Hari menjelang sore. Dua jetski berlabuh di dermaga. Joan dan Shilla membantu menambatkan dua jetski itu. Pak Dedi dan seorang penjaga mendekati mereka.

"Gimana petualangannya, Non?" sapa Pak Dedi yang mendekati Shilla dan kawan-kawan.

"Pulaunya keren juga, Pak. Saya gak pernah sesemangat ini tiap kali ke sini," jawab Shilla.

"Mungkin karena Non Shilla kalau ke sini cuma sama orang tua Non. Jadi petualangannya gak sama," ujar Pak Dedi.

"Oiya Non. Kenalin. Ini salah satu penjaga di sini. Baru dua bulan di sini. Namanya Peter," Pak Dedi mengenalkan seseorang yang berdiri di sampingnya.

"Sore, Non. Nama saya Peter. Semoga saya bisa bekerja dengan baik di pulau ini, Non," sapa Peter dengan hormat.

"Peter namanya ya..... Oiya, Pak Dedi. Tadi pas kita keliling, kita nemuin sebuah gua di bawah bukit. Kita masuk tuh. Nah di dalam gua, kita menemukan pahatan bertuliskan Peter...,"

"Dewi Mayang menunggumu di sini Peter Albus," ucapan Rio memotong kalimat Kevin.

Peter terkesiap. Rio melihat ekspresi dua detik itu. Namun ia tak bisa menebak ekspresi itu. Karena Peter kembali ke air mukanya yang santai dan hormat seperti tadi pas perkenalan.

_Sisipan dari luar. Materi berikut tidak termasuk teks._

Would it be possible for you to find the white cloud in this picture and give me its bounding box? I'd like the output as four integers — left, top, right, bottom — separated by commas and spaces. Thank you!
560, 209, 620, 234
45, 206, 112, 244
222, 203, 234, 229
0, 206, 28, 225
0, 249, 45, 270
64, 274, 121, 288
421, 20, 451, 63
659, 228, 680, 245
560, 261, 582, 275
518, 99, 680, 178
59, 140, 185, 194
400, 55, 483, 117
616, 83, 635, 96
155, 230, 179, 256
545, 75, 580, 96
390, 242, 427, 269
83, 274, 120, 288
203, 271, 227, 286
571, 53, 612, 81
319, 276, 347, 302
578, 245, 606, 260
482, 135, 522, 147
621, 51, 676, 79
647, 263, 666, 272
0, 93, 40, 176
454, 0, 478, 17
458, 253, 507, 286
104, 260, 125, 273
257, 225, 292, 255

"Nah bener. Apa ada hubungannya dengan Bang Peter," lanjut Kevin lagi setelah Rio memotong perkataannya.

"Mungkin hanya kebetulan. Nama Peter kan pasaran, Mas," jawab Peter santai. Tapi Rio masih curiga. Rio tak pernah meragukan instingnya.

"Iya juga sih. Pasaran banget. Ganti aja namanya, Mas," celetuk Shilla.

"Bikin aja Peter Club. Kayak Asep Club. Banyak banget nama Asep soalnya," sambut Joan.

"Non Shilla dan teman-teman ini bisa aja. Omong-omong, demikianlah perkenalan saya ya. Kalau butuh apa-apa, datangi saya dan teman-teman aja di pos jaga. Saya permisi dulu," Peter pamit dari hadapan mereka. Ia berjalan kembali ke pos jaga.

Rio dan kawan-kawan berjalan beriringan menuju villa. Pak Dedi juga berjalan bersama mereka.

"Konon...," Pak Dedi membuka pembicaraan di tengah jalan. Empat sekawan itu tertarik mendengar kata itu.

"Ada cerita sepasang suami istri yang lekat dengan pulau ini. Dulu sih zaman penjajahan Belanda. Yang istri namanya Dewi Mayang. Yang suaminya Peter Albus. Cuma tak semua orang tahu. Mungkin Bang Peter tadi juga gak tahu. Kan dia baru di sini," lanjut Pak Dedi. Namun pembicaraannya berhenti karena mereka kini sudah berada di depan vila.

Ceklek, Shilla membuka pintu. Ia mendorong pintu utama lebar-lebar.

Arrghhhh ....

Shilla berteriak. Tiga teman dan Pak Dedi yang masih di teras vila pun masuk dan mendekat ke Shilla.

Kevin memeluk Shilla. Joan menutup matanya bergidik ngeri melihat benda di depannya. Mario mendekati benda itu. Sedangkan Pak Dedi mematung di samping Joan.

"Ini bukan kebetulan, Pak Dedi," ucap Rio yang mengalihkan pandangannya ke Pak Dedi.